A Revolução Portuguesa – a interacção do


geral e do particular
por Maria da Piedade Morgadinho

Só nesse momento, e ao cabo de 48 anos de uma luta persistente e heróica do povo


português e do PCP, sempre presente, se conjugaram todas as condições que tornaram
possível o derrubamento da ditadura fascista. Confluíram, nessa data, a crise profunda em
que se vinha debatendo o regime fascista incapaz de dar solução aos problemas mais graves
que atingiam o povo e o país, a crescente agudização de todas as suas contradições internas
e externas, o seu isolamento internacional, o agravamento das condições de vida das massas
e o desenvolvimento impetuoso das suas lutas, em todas as frentes, e a existência de forças
sociais, políticas e militares revolucionárias organizadas e determinadas a conquistar a
liberdade.
A Revolução portuguesa, tal como o PCP a caracterizou, e a história comprovou, foi uma
revolução simultaneamente antifascista, antimonopolista, antilatifundista, anticolonialista e
anti-imperialista. Uma Revolução Democrática e Nacional. Uma revolução que teve como
objectivos fundamentais a instauração de um regime democrático e a construção de um
Estado democrático, a liquidação do poder dos monopólios e dos grandes agrários, melhorar
as condições de vida do povo em geral, pôr fim às guerras coloniais e reconhecer o direito à
independência dos povos das colónias, libertar Portugal do domínio imperialista estrangeiro
recuperando a independência e a soberania nacionais e o desenvolvimento de uma política
de paz e amizade com todos os povos do mundo.
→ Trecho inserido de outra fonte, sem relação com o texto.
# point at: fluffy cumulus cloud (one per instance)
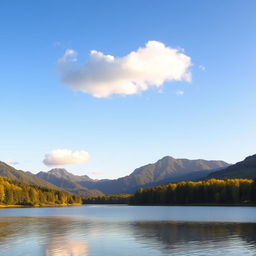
(65, 156)
(104, 75)
(11, 162)
(179, 93)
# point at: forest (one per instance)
(13, 192)
(108, 199)
(213, 191)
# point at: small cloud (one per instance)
(96, 172)
(105, 75)
(179, 93)
(10, 162)
(201, 67)
(57, 44)
(68, 57)
(65, 156)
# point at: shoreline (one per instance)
(38, 206)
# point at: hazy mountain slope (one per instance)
(165, 170)
(26, 177)
(245, 169)
(68, 181)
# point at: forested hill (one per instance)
(245, 169)
(26, 177)
(231, 191)
(68, 181)
(14, 192)
(164, 171)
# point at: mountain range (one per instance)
(245, 169)
(164, 171)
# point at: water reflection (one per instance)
(71, 236)
(60, 247)
(172, 235)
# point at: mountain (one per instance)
(166, 170)
(68, 181)
(245, 169)
(26, 177)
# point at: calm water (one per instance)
(128, 230)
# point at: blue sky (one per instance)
(213, 119)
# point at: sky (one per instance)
(103, 87)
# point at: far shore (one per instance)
(38, 206)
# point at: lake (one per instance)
(99, 230)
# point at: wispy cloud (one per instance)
(104, 75)
(96, 172)
(201, 67)
(65, 156)
(179, 93)
(11, 162)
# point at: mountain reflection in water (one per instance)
(66, 236)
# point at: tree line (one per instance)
(108, 199)
(14, 192)
(211, 191)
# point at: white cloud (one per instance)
(65, 156)
(96, 172)
(201, 67)
(179, 93)
(11, 162)
(104, 75)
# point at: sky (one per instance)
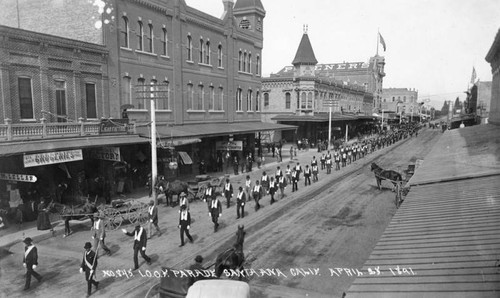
(432, 45)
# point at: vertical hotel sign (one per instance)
(41, 159)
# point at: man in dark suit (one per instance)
(89, 264)
(215, 212)
(184, 224)
(140, 241)
(240, 203)
(30, 262)
(99, 234)
(228, 192)
(153, 219)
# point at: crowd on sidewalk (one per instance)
(273, 184)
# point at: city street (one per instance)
(334, 223)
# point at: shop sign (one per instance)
(113, 125)
(40, 159)
(107, 153)
(18, 177)
(231, 146)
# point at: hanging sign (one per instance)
(18, 177)
(231, 145)
(40, 159)
(107, 153)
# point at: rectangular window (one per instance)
(239, 99)
(211, 101)
(60, 89)
(190, 96)
(164, 42)
(25, 98)
(201, 96)
(90, 100)
(219, 56)
(220, 103)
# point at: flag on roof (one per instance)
(382, 41)
(473, 76)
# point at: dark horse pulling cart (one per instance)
(395, 178)
(175, 286)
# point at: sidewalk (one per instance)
(15, 234)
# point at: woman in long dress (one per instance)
(43, 221)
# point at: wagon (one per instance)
(133, 211)
(172, 286)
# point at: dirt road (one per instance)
(332, 224)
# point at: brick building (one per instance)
(493, 58)
(400, 102)
(203, 73)
(302, 95)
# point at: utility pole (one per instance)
(154, 170)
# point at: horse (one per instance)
(233, 258)
(77, 213)
(171, 188)
(381, 174)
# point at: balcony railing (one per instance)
(44, 130)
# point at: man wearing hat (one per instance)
(30, 261)
(153, 218)
(140, 241)
(183, 201)
(89, 264)
(99, 234)
(195, 268)
(215, 212)
(184, 224)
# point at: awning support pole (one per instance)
(329, 128)
(154, 170)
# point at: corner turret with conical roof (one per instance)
(249, 15)
(304, 61)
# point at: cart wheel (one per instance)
(201, 191)
(142, 213)
(154, 291)
(191, 196)
(114, 219)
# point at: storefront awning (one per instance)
(46, 145)
(211, 129)
(186, 159)
(314, 118)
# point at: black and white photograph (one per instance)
(249, 148)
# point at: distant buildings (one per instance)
(303, 93)
(401, 101)
(493, 57)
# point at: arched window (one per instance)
(257, 100)
(190, 96)
(164, 42)
(249, 101)
(202, 51)
(288, 100)
(150, 39)
(207, 53)
(238, 99)
(219, 56)
(240, 57)
(189, 48)
(125, 31)
(141, 96)
(140, 35)
(249, 67)
(257, 65)
(266, 100)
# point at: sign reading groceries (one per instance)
(107, 153)
(40, 159)
(231, 145)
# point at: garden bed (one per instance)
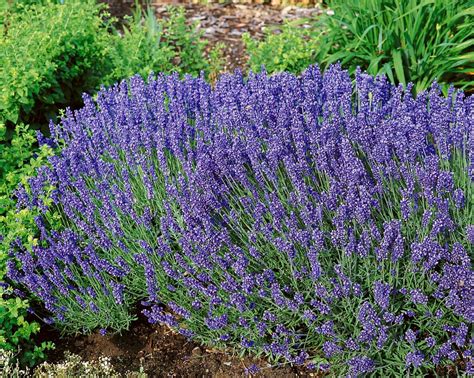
(161, 352)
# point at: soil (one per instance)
(160, 351)
(227, 22)
(163, 353)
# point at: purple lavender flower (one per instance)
(415, 358)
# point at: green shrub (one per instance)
(49, 55)
(409, 41)
(292, 50)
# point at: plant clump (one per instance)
(311, 219)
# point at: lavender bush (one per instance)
(308, 219)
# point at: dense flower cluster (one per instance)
(312, 219)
A definição em 1964 (Rumo à Vitória) e 1965 (VI Congresso e Programa do Partido) da
etapa da nossa revolução como uma Revolução Democrática e Nacional suscitou vivas
críticas ao Partido. Pretendiam alguns detractores que o PCP havia desistido da revolução
socialista. Isto, quando o Programa do Partido era muito claro ao afirmar que a luta pela
Revolução Democrática e Nacional era parte constitutiva da luta pela revolução socialista.
Criticavam outros o facto de, na etapa democrática o PCP apontar como objectivos da
revolução profundas transformações sociais e económicas, como as nacionalizações e a
reforma agrária, que, normalmente, constituíam objectivos de uma revolução socialista.
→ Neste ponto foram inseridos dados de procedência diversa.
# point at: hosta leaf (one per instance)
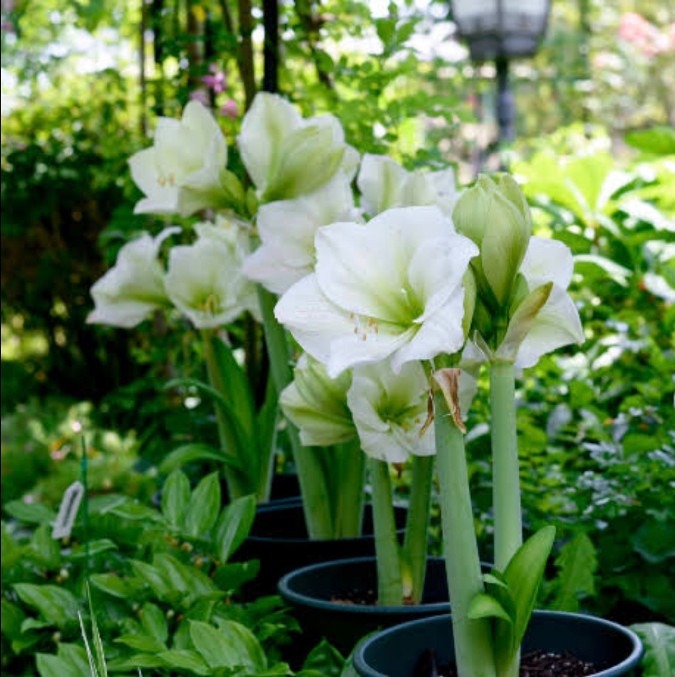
(577, 564)
(233, 526)
(56, 605)
(204, 506)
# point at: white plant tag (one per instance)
(70, 504)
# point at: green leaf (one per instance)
(654, 540)
(204, 506)
(188, 453)
(233, 526)
(183, 659)
(577, 564)
(523, 577)
(659, 643)
(153, 622)
(142, 643)
(175, 497)
(231, 645)
(56, 605)
(659, 140)
(124, 588)
(486, 606)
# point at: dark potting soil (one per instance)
(533, 664)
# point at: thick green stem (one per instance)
(473, 650)
(350, 496)
(505, 479)
(389, 580)
(417, 523)
(313, 485)
(236, 484)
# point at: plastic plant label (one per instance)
(70, 504)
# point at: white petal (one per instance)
(312, 319)
(556, 325)
(441, 333)
(547, 260)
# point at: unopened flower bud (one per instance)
(494, 214)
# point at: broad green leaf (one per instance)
(142, 643)
(486, 606)
(92, 548)
(659, 643)
(153, 621)
(151, 576)
(56, 605)
(614, 271)
(11, 617)
(577, 564)
(232, 645)
(44, 549)
(523, 576)
(124, 588)
(233, 526)
(204, 506)
(188, 453)
(185, 660)
(658, 140)
(175, 497)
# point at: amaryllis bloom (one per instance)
(390, 411)
(287, 155)
(317, 404)
(390, 288)
(205, 282)
(182, 171)
(557, 323)
(385, 184)
(133, 288)
(287, 230)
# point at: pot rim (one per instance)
(632, 660)
(285, 587)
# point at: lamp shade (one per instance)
(501, 28)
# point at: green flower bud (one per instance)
(309, 157)
(495, 215)
(317, 404)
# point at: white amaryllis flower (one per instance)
(134, 287)
(557, 323)
(287, 155)
(317, 404)
(390, 411)
(287, 229)
(385, 184)
(392, 287)
(182, 171)
(204, 280)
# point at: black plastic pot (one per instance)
(320, 596)
(279, 540)
(396, 651)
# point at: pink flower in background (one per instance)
(229, 109)
(215, 80)
(635, 29)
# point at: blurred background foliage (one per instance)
(82, 85)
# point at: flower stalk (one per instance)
(508, 535)
(387, 549)
(472, 637)
(313, 485)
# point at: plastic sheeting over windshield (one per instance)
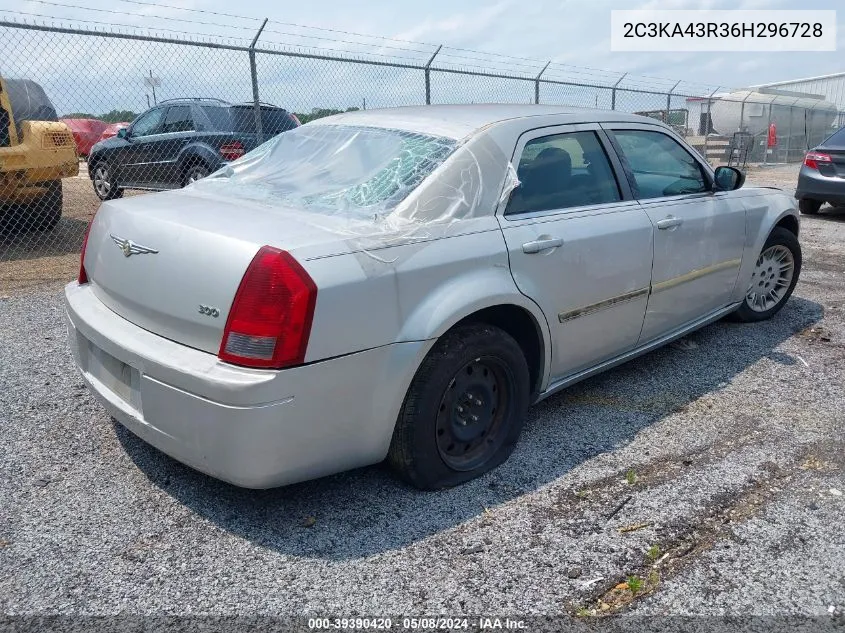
(329, 170)
(367, 181)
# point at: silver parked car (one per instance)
(404, 283)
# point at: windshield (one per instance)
(333, 169)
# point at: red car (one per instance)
(86, 132)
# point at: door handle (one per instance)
(669, 222)
(542, 244)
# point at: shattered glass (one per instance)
(356, 172)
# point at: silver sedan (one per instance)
(402, 284)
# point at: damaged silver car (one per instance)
(402, 284)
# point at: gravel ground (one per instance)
(713, 471)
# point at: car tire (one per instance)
(104, 184)
(809, 207)
(771, 287)
(195, 172)
(453, 425)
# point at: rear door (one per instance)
(579, 245)
(136, 160)
(699, 233)
(177, 130)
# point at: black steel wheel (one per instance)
(464, 410)
(472, 413)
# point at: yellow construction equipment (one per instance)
(36, 152)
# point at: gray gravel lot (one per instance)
(723, 459)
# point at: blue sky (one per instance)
(573, 32)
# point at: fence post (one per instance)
(789, 132)
(669, 101)
(613, 91)
(708, 120)
(428, 76)
(537, 83)
(253, 69)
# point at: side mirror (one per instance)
(728, 178)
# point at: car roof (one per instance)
(460, 121)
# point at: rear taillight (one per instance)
(231, 150)
(83, 275)
(270, 320)
(812, 159)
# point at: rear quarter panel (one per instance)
(411, 292)
(764, 208)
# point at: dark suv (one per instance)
(180, 141)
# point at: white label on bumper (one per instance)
(120, 378)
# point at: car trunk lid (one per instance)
(172, 262)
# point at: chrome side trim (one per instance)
(637, 351)
(695, 274)
(563, 317)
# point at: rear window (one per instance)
(836, 139)
(333, 169)
(241, 119)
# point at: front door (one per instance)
(699, 234)
(579, 246)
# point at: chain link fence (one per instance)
(70, 95)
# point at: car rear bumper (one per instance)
(814, 186)
(252, 428)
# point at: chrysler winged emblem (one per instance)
(131, 248)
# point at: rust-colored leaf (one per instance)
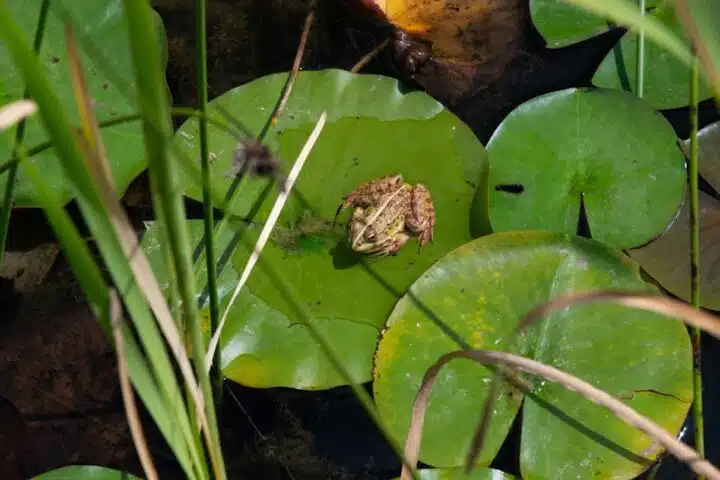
(470, 41)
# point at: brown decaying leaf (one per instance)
(653, 303)
(28, 269)
(471, 41)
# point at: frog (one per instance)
(388, 212)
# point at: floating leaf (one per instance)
(373, 129)
(260, 347)
(480, 291)
(667, 258)
(667, 80)
(464, 45)
(103, 25)
(458, 31)
(83, 472)
(459, 474)
(563, 24)
(604, 147)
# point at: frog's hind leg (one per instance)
(421, 220)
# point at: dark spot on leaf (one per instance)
(514, 188)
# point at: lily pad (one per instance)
(103, 25)
(459, 474)
(562, 24)
(708, 153)
(260, 347)
(373, 129)
(604, 148)
(667, 80)
(480, 291)
(85, 472)
(667, 258)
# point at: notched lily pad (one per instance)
(373, 129)
(260, 347)
(708, 153)
(102, 24)
(667, 80)
(480, 291)
(604, 148)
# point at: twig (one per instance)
(265, 233)
(570, 382)
(295, 68)
(368, 57)
(131, 411)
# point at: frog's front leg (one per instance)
(411, 53)
(393, 246)
(421, 218)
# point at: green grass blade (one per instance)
(156, 119)
(625, 12)
(201, 66)
(93, 284)
(695, 332)
(55, 122)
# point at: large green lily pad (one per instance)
(85, 472)
(667, 258)
(260, 347)
(481, 290)
(708, 153)
(604, 147)
(373, 129)
(667, 80)
(563, 24)
(101, 24)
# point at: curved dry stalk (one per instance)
(126, 390)
(654, 303)
(570, 382)
(643, 301)
(16, 112)
(295, 68)
(265, 233)
(91, 145)
(368, 57)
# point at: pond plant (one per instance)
(562, 257)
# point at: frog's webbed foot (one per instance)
(421, 220)
(411, 53)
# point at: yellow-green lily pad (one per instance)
(481, 290)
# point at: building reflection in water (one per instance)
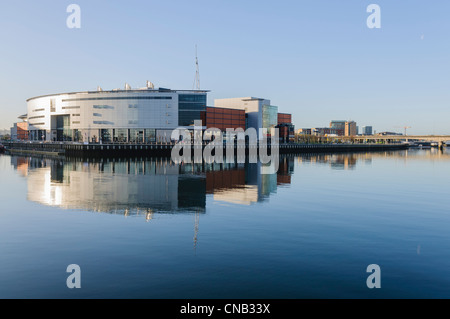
(146, 186)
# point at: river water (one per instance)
(147, 228)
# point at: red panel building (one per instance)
(22, 131)
(223, 118)
(284, 118)
(285, 127)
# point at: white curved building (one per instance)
(137, 116)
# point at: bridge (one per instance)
(441, 140)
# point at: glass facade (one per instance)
(150, 135)
(105, 135)
(63, 131)
(190, 107)
(269, 116)
(120, 135)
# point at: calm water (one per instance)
(152, 229)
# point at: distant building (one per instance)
(19, 131)
(389, 133)
(366, 130)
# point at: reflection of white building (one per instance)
(110, 187)
(245, 195)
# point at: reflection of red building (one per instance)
(285, 127)
(216, 180)
(223, 118)
(284, 173)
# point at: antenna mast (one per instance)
(196, 85)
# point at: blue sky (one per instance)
(314, 59)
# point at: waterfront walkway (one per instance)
(164, 149)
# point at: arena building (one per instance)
(130, 115)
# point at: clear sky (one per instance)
(316, 59)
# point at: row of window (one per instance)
(36, 117)
(119, 98)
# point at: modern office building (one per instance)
(223, 118)
(339, 126)
(344, 128)
(366, 130)
(285, 127)
(129, 115)
(350, 128)
(19, 131)
(259, 112)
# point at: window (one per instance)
(103, 122)
(103, 107)
(70, 107)
(36, 117)
(120, 98)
Acusavam, então, o PCP de partir de esquemas pré-fabricados, de copiar modelos alheios,
neste caso a Revolução Socialista de Outubro de 1917.
Para a caracterização da etapa democrática da nossa revolução, o PCP não copiou modelos
ou experiências alheias. Apoiou-se, sim, e levou em conta essas experiências ao analisar as
condições concretas do nosso país, a sua história, as suas tradições. Apoiou-se e levou em
conta a teoria marxista-leninista da revolução social e os seus princípios essenciais, as leis
gerais do processo revolucionário mundial que se desenvolveu após o triunfo da Revolução
Socialista de Outubro. O PCP levou, igualmente, em conta os erros que podem vir a ser
cometidos e os prejuízos que causam à luta sempre que um partido os esquece ou abandona.
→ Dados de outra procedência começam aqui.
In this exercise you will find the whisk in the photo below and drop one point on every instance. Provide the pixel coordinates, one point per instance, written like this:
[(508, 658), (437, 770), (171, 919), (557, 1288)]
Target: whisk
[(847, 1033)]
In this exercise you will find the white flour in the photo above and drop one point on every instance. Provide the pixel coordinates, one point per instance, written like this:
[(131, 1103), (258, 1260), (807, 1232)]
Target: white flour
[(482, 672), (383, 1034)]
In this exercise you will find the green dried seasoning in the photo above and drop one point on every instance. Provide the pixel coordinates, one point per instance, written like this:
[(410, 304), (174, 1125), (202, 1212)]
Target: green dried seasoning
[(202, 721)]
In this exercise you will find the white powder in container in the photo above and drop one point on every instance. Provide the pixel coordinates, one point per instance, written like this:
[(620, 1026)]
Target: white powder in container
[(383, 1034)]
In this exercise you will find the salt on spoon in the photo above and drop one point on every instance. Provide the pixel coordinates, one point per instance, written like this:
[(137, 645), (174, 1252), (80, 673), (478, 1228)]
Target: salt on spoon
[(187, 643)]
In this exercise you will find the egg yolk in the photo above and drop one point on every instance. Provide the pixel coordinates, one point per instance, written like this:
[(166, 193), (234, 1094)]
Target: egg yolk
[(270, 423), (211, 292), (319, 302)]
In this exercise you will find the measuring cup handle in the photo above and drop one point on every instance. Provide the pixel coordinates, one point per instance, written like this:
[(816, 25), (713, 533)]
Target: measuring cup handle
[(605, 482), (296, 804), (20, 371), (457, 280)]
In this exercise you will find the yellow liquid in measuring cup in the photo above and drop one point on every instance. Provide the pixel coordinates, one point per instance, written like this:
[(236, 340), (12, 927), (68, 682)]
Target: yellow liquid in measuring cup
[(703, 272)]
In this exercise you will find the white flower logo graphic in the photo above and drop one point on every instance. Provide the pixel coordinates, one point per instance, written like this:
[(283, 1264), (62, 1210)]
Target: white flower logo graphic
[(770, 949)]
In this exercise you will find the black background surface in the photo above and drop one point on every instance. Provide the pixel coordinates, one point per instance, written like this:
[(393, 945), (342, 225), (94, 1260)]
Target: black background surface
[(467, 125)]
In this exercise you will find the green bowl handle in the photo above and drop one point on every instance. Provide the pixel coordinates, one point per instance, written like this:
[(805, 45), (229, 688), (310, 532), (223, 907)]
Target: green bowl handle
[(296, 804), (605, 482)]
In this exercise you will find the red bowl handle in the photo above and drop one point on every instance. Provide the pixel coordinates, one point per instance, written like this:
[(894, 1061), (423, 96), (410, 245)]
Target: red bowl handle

Aliás, lembramos que as revoluções que triunfaram após a Segunda Guerra Mundial numa
série de países da Europa e da Ásia distinguiram-se em muitos aspectos da Revolução de
Outubro, ao mesmo tempo que confirmaram as suas leis gerais e a aproximação de
transformações democráticas e socialistas na nossa época.
Ao caracterizar a etapa revolucionária, a definição da via para o derrubamento do fascismo e
os objectivos a alcançar, para a elaboração do seu Programa, aprovado no VI Congresso, em
1965, o PCP levou em consideração o nível de desenvolvimento do capitalismo em
Portugal, as classes que detinham o poder, a forma como exerciam o poder e a dupla
situação do país como detentor de um dos mais velhos e maiores impérios coloniais e ao
mesmo tempo colonizado pelo imperialismo estrangeiro.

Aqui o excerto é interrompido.